透明な檻の魚たち
 廊下や教室では縦横無尽に泳ぎ回る魚たちも、この場所ではじっと静かに座って、勉強をするか本を読んでいる。
 それを見ていると、回遊魚が深海魚になってしまった気がして、少し面白い。

 刺すような寒さが、コンクリート作りの校舎にはきびしい、二月のこの時期。三年生は自由登校が始まり、学校全体が受験ムードでぴりぴりしていた状態を、やっと抜け出せたころ。でも、受験生本人たちの本番は、これからなのだ。

 私立の指定校推薦が決まっていれば、センター試験にも私立受験にも心をわずらわせることなく、学校での卒業アルバム製作や、家での大学準備に当てられる、ある意味贅沢な時間。

 しかし、ほとんどの生徒が国立大学を受験するこの高校では、そんな生徒はほんの一部しかいない。自由登校になっても、学校の図書室や学習室に通って勉強している生徒がほとんどだ。

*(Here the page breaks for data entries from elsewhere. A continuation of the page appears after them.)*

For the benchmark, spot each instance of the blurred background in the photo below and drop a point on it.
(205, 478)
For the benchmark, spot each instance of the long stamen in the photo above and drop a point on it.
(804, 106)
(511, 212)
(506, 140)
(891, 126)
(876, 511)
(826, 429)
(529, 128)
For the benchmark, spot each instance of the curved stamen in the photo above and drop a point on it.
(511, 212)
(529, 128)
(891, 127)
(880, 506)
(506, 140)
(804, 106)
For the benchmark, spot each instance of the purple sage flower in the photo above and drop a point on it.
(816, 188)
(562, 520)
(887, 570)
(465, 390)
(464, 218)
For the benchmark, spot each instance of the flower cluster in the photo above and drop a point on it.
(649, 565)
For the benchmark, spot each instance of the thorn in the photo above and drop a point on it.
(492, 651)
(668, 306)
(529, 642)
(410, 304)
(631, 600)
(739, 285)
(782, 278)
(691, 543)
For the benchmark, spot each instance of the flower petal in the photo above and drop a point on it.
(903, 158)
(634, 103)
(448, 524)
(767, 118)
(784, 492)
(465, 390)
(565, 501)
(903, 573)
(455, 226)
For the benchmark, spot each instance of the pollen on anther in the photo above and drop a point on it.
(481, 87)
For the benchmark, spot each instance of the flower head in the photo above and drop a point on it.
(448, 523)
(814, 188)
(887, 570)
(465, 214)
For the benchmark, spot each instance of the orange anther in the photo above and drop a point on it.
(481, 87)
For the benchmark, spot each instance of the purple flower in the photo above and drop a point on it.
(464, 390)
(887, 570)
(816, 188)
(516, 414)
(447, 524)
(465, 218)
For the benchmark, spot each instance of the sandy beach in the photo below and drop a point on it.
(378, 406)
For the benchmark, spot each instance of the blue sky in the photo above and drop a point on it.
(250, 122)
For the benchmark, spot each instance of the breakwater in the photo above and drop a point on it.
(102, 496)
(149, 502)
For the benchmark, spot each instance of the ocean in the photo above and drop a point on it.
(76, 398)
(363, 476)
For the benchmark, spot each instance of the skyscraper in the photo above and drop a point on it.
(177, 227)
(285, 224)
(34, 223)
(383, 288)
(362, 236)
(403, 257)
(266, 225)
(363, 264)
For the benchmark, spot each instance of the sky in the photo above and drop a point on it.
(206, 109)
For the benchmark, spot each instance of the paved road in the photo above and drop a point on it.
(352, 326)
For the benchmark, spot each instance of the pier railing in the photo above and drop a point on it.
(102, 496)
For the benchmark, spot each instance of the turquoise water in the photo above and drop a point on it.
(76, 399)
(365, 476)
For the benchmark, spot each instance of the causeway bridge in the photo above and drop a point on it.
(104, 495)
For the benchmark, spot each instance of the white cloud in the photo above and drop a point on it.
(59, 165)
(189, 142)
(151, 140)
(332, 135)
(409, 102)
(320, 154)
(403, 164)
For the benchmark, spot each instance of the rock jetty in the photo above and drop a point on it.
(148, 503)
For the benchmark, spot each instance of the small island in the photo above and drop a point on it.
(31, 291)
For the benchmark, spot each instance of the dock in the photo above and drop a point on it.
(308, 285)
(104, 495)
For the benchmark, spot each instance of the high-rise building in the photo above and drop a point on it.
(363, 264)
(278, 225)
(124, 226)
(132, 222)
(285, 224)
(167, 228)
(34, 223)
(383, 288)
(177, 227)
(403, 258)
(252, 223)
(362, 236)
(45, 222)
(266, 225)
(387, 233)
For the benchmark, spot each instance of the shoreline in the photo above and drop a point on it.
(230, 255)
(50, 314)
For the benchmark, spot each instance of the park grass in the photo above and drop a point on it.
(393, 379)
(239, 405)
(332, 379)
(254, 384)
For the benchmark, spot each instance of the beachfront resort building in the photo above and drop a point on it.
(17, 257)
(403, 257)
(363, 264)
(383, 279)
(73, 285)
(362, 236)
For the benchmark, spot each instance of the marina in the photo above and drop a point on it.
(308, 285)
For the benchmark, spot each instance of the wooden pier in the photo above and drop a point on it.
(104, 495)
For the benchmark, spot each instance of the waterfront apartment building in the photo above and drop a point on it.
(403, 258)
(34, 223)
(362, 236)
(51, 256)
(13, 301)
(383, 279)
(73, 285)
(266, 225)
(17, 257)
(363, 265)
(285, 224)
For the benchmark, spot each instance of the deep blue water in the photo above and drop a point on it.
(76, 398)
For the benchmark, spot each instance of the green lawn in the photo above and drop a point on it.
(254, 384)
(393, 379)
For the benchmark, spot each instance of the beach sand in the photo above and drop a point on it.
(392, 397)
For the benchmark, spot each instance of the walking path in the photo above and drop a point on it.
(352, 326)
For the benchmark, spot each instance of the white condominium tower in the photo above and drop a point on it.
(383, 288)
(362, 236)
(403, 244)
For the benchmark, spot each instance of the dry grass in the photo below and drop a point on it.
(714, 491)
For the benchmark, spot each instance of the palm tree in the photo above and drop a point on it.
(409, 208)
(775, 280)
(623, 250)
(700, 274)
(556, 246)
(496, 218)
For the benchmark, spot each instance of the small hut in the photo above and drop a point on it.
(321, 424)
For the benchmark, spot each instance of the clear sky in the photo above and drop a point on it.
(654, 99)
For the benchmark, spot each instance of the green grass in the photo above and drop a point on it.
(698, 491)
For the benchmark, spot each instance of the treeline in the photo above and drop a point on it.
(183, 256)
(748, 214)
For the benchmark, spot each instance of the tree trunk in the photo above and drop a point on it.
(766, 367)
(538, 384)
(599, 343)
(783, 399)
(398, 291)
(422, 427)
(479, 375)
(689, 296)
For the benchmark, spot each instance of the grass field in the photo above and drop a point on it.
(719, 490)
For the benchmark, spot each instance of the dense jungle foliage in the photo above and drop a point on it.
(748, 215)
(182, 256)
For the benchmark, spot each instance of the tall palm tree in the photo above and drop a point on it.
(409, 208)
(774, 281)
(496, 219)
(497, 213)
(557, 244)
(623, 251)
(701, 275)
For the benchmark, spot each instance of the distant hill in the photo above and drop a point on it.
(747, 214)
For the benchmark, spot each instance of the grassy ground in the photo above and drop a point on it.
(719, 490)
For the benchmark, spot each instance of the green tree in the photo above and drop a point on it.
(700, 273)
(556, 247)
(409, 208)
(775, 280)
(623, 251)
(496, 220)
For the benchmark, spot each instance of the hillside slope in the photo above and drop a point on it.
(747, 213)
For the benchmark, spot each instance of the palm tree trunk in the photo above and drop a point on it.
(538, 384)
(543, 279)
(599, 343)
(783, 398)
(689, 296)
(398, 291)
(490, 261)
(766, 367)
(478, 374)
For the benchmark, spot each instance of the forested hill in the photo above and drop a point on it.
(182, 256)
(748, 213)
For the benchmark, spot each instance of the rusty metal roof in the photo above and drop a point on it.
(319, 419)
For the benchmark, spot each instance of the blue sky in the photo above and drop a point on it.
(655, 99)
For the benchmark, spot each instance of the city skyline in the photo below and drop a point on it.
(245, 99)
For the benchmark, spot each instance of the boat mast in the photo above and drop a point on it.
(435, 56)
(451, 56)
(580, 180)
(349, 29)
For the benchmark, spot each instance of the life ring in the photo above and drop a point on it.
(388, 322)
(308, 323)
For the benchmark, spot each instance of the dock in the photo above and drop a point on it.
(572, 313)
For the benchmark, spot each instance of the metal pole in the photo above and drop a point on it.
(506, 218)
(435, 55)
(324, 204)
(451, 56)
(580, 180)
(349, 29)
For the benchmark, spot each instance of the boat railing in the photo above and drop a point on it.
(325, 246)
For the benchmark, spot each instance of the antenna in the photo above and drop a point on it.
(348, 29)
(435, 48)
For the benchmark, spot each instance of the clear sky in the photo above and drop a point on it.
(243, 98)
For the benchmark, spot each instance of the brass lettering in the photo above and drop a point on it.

 テスト前にしか満員にならない図書室が、普段だったら授業で誰もいない時間に満員という見慣れない風景。毎年、自由登校が始まってしばらくは、この光景に落ち着かない気持ちになるけれど、いつもすぐに慣れる。

 図書室にいる生徒が増えたからといって、本を借りる生徒が増えるわけではないし、私はいつも通り業務をこなせばいいだけ。


 ――でも、今年はちょっと違っていた。